Among Knight’s argument’s against it are: missed class time, decreasing the regular season conference schedule and his belief that it won’t get any more Big Ten teams into the NCAA tournament.
“People want it for whatever reason,” he said. “And not being in favor for it, I can’t understand why the hell anybody would be. But they probably can’t understand why I’m not. I honestly don’t know. I don’t know what the benefits of it are. If I could see some benefits to it, I would change my vote.”
Haskins believes a conference tournament would further exploit student athletes, who don’t see any of the financial benefits created by the tournament.

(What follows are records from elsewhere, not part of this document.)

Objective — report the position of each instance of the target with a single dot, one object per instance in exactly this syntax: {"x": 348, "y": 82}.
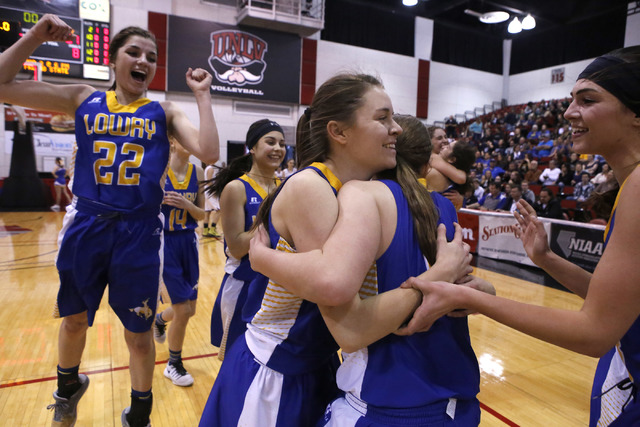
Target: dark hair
{"x": 549, "y": 191}
{"x": 413, "y": 150}
{"x": 236, "y": 167}
{"x": 121, "y": 38}
{"x": 602, "y": 203}
{"x": 626, "y": 69}
{"x": 432, "y": 129}
{"x": 336, "y": 99}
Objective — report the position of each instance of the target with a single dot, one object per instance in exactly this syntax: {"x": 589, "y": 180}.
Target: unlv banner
{"x": 245, "y": 62}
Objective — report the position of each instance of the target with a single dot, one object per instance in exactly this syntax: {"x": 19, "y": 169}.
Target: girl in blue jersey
{"x": 182, "y": 208}
{"x": 605, "y": 119}
{"x": 60, "y": 174}
{"x": 281, "y": 371}
{"x": 241, "y": 188}
{"x": 112, "y": 233}
{"x": 427, "y": 379}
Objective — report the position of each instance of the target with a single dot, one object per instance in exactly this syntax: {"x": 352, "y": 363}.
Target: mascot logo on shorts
{"x": 144, "y": 311}
{"x": 237, "y": 58}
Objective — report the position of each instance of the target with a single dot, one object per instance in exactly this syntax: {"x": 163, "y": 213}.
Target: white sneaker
{"x": 178, "y": 375}
{"x": 159, "y": 332}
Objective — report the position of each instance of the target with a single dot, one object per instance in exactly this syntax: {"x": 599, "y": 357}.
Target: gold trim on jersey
{"x": 257, "y": 187}
{"x": 184, "y": 184}
{"x": 115, "y": 107}
{"x": 613, "y": 210}
{"x": 279, "y": 309}
{"x": 333, "y": 180}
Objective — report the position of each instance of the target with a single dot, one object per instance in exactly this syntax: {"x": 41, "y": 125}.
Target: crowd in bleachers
{"x": 525, "y": 150}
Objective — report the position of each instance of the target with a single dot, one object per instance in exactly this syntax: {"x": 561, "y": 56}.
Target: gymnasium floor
{"x": 525, "y": 382}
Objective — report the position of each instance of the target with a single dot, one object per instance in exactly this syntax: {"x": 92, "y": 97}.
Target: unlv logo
{"x": 237, "y": 58}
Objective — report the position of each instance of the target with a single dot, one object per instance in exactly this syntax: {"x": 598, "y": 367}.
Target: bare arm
{"x": 610, "y": 307}
{"x": 37, "y": 94}
{"x": 232, "y": 201}
{"x": 207, "y": 147}
{"x": 535, "y": 243}
{"x": 344, "y": 260}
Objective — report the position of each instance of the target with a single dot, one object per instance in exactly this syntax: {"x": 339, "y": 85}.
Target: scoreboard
{"x": 86, "y": 56}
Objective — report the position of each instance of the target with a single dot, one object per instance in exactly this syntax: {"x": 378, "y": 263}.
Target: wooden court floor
{"x": 525, "y": 382}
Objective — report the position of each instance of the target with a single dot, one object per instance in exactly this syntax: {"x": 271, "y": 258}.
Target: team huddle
{"x": 355, "y": 250}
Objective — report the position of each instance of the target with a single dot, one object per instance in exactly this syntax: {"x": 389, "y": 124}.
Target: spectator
{"x": 566, "y": 176}
{"x": 548, "y": 206}
{"x": 544, "y": 131}
{"x": 583, "y": 189}
{"x": 450, "y": 126}
{"x": 493, "y": 201}
{"x": 533, "y": 174}
{"x": 476, "y": 129}
{"x": 515, "y": 194}
{"x": 534, "y": 134}
{"x": 603, "y": 176}
{"x": 494, "y": 168}
{"x": 478, "y": 191}
{"x": 527, "y": 193}
{"x": 550, "y": 174}
{"x": 592, "y": 166}
{"x": 543, "y": 149}
{"x": 577, "y": 173}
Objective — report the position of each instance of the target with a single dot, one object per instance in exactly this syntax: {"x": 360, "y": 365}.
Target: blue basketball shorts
{"x": 123, "y": 251}
{"x": 181, "y": 271}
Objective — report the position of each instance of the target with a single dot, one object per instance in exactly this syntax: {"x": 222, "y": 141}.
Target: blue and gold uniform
{"x": 226, "y": 318}
{"x": 281, "y": 371}
{"x": 429, "y": 378}
{"x": 60, "y": 179}
{"x": 614, "y": 393}
{"x": 119, "y": 174}
{"x": 181, "y": 272}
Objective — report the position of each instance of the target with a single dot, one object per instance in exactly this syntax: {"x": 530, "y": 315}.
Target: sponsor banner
{"x": 469, "y": 224}
{"x": 582, "y": 246}
{"x": 497, "y": 239}
{"x": 53, "y": 133}
{"x": 245, "y": 62}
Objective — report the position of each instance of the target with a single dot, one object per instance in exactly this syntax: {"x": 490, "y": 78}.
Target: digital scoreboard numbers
{"x": 86, "y": 56}
{"x": 9, "y": 32}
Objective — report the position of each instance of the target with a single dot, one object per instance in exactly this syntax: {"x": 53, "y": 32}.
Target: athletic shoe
{"x": 123, "y": 418}
{"x": 178, "y": 375}
{"x": 159, "y": 332}
{"x": 65, "y": 410}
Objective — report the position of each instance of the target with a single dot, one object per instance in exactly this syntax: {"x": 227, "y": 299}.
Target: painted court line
{"x": 202, "y": 356}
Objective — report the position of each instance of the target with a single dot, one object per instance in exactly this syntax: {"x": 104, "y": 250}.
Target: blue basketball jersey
{"x": 122, "y": 154}
{"x": 622, "y": 362}
{"x": 417, "y": 370}
{"x": 286, "y": 332}
{"x": 255, "y": 194}
{"x": 61, "y": 176}
{"x": 176, "y": 219}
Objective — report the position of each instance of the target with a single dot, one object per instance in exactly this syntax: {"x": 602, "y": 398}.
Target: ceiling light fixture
{"x": 528, "y": 22}
{"x": 514, "y": 26}
{"x": 489, "y": 17}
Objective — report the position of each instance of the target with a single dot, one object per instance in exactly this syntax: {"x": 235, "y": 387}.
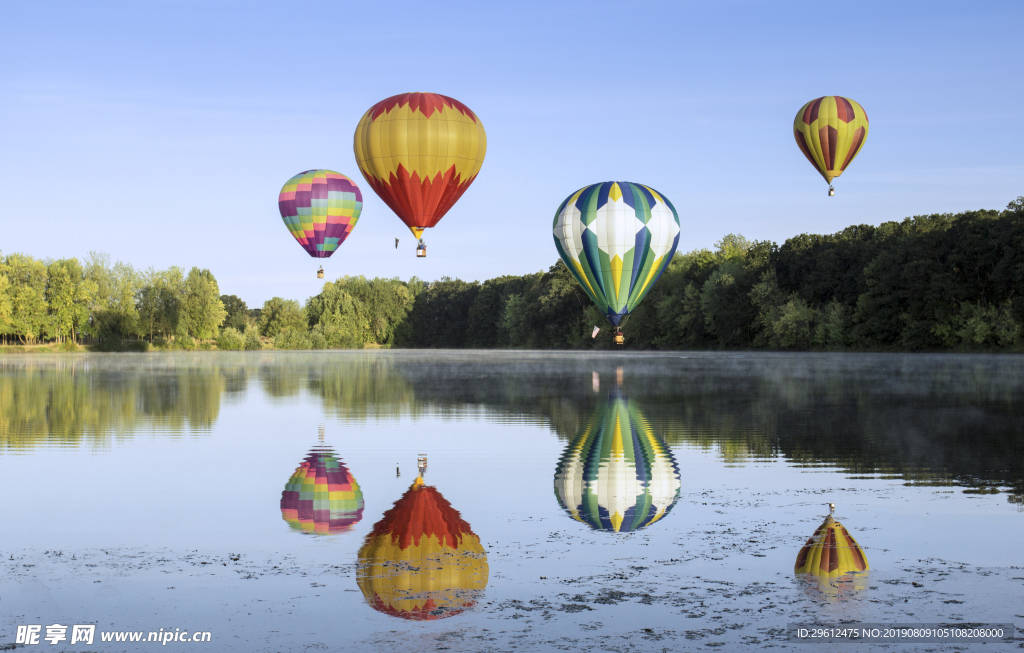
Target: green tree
{"x": 238, "y": 312}
{"x": 29, "y": 310}
{"x": 281, "y": 314}
{"x": 202, "y": 311}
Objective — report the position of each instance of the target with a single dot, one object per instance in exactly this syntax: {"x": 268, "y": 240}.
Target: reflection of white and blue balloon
{"x": 617, "y": 474}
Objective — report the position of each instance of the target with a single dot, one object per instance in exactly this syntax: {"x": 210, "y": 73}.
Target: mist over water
{"x": 639, "y": 499}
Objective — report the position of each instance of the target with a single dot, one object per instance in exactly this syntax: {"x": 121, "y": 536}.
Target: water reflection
{"x": 322, "y": 496}
{"x": 422, "y": 561}
{"x": 832, "y": 562}
{"x": 617, "y": 475}
{"x": 927, "y": 420}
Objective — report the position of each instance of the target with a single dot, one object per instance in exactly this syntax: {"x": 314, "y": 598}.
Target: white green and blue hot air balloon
{"x": 616, "y": 237}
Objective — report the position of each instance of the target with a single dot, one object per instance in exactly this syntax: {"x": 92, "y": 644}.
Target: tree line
{"x": 942, "y": 281}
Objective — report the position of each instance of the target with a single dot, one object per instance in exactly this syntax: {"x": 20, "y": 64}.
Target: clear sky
{"x": 162, "y": 131}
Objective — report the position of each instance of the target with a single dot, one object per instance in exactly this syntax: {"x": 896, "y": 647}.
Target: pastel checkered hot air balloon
{"x": 422, "y": 561}
{"x": 830, "y": 131}
{"x": 322, "y": 496}
{"x": 420, "y": 151}
{"x": 832, "y": 558}
{"x": 616, "y": 237}
{"x": 617, "y": 475}
{"x": 321, "y": 209}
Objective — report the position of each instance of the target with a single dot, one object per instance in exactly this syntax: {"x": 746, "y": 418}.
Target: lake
{"x": 574, "y": 502}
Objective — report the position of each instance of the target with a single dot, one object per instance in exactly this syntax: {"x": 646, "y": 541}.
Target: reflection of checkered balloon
{"x": 322, "y": 496}
{"x": 321, "y": 209}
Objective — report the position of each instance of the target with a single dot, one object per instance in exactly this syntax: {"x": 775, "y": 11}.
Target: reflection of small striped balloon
{"x": 322, "y": 496}
{"x": 422, "y": 561}
{"x": 617, "y": 475}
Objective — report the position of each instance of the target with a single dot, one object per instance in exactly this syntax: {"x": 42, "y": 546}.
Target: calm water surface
{"x": 650, "y": 503}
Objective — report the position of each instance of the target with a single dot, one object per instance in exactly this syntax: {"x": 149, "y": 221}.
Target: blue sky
{"x": 161, "y": 132}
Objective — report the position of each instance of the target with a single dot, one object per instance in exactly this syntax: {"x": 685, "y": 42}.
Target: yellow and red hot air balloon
{"x": 422, "y": 561}
{"x": 830, "y": 131}
{"x": 832, "y": 559}
{"x": 419, "y": 153}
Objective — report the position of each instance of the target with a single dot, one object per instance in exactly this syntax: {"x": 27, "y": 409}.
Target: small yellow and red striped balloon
{"x": 830, "y": 131}
{"x": 830, "y": 552}
{"x": 422, "y": 561}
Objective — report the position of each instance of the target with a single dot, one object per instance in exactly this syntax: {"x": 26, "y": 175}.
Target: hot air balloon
{"x": 321, "y": 209}
{"x": 617, "y": 475}
{"x": 322, "y": 496}
{"x": 830, "y": 131}
{"x": 832, "y": 558}
{"x": 616, "y": 237}
{"x": 422, "y": 561}
{"x": 420, "y": 151}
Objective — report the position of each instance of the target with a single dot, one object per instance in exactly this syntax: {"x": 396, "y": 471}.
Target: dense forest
{"x": 945, "y": 281}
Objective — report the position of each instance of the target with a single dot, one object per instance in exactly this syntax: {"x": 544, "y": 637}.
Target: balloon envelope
{"x": 616, "y": 237}
{"x": 617, "y": 475}
{"x": 322, "y": 496}
{"x": 422, "y": 561}
{"x": 321, "y": 209}
{"x": 420, "y": 151}
{"x": 830, "y": 131}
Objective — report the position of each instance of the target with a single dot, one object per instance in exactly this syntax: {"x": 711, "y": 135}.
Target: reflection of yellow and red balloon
{"x": 322, "y": 496}
{"x": 422, "y": 561}
{"x": 833, "y": 560}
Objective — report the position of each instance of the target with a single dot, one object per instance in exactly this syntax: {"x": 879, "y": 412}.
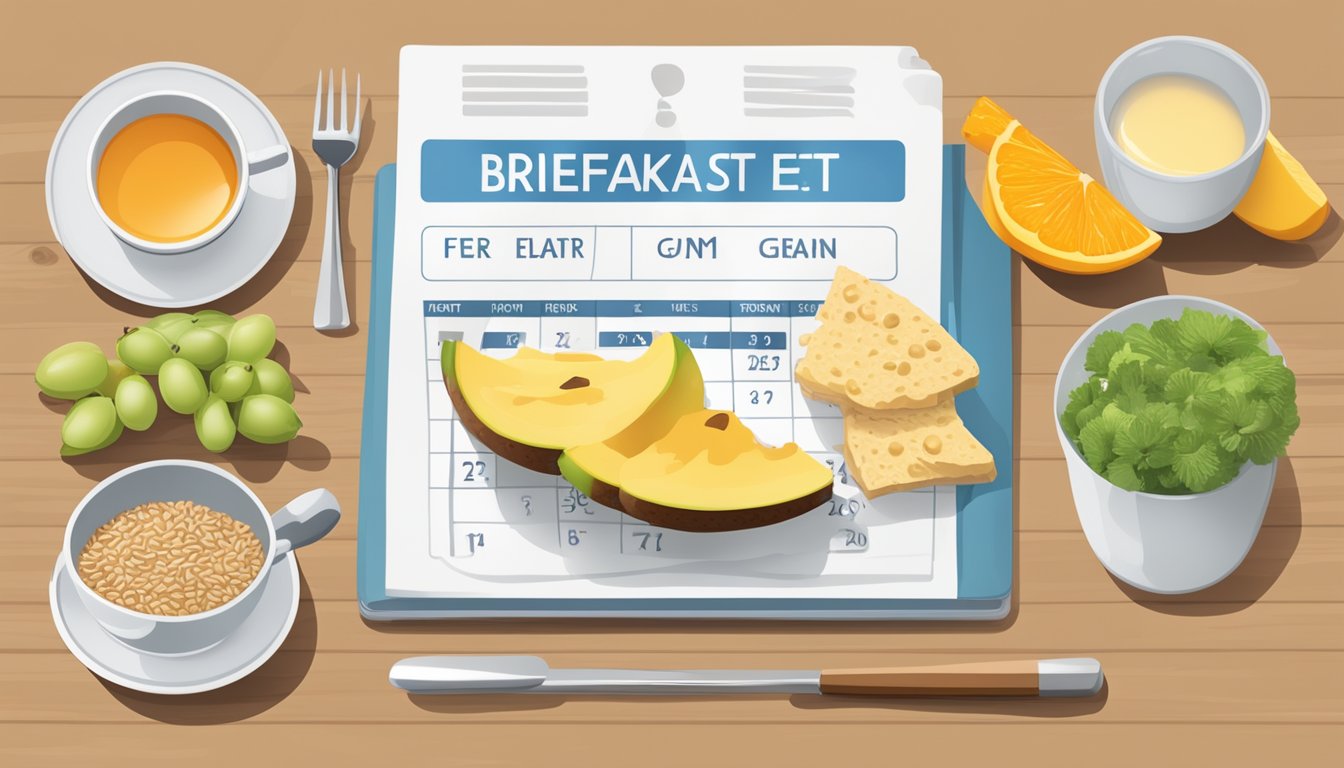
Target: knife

Haskins would like to see players receive a gift or have their parents fly in for a game if there would be a tournament.
Also, with the 16-game format, fans wouldn’t get to see some of their favorite teams. Fans get to watch all but one team at home with the 18-game schedule.
“You’re not going to see two teams on campus every year,” Knight said. “People talk about how the kids want it. Well, you know, kids don’t ever want to go to class either. Kids don’t want to practice. The kids all want to play.”
The strongest proponents of the tournament are Iowa coach Tom Davis, Dick Bennett from Wisconsin and Illinois’ Lon Kruger.
They agree the tournament would increase publicity, help recruiting, be fun for the players and generate revenue for the conference. Most importantly, it would be great for the fans and spark interest for teams on the NCAA tournament bubble.
“It was my thought that the Big Ten post-season tournament would be a major recruiting plus,” Bennett said. “It would occur at a time when the airwaves are full with post-season conference tournaments and it is very likely the Big Ten would get its share of publicity.”
The Big Ten hasn’t had the talent it had four or five years ago. Subsequently, the conference has struggled over the past two years in the NCAA tournament.
Iowa point guard Andre Woolridge said the concern over lost school time could be averted.
“I think teachers would understand and let you make up the work,” he said. “There’s enough time in the day to keep up on your books.”
Michigan favored,Settles top dog
Michigan is the favorite to win the conference championship, according to a poll taken by media members who attended Sunday. Indiana placed second and Iowa took third.
The preseason All-Big Ten team is: Iowa’s Jess Settles and Woolridge, Illinois’ Kiwane Garris, Michigan’s Maurice Taylor, and Northwestern’s Geno Carlisle. Settles was named the preseason All-Big Ten Player of the Year.
The quote
Knight, commenting on the Big Ten adding one more team and creating two divisions in the conference: “Before we go to a 12th team, I’d like to see the conference called the Big 11. I mean, that just goddamn amazes me how we can have 11 teams and be called the Big Ten. It’s a good thing I’m not at Penn State, because I’d probably be a little bit irritated.”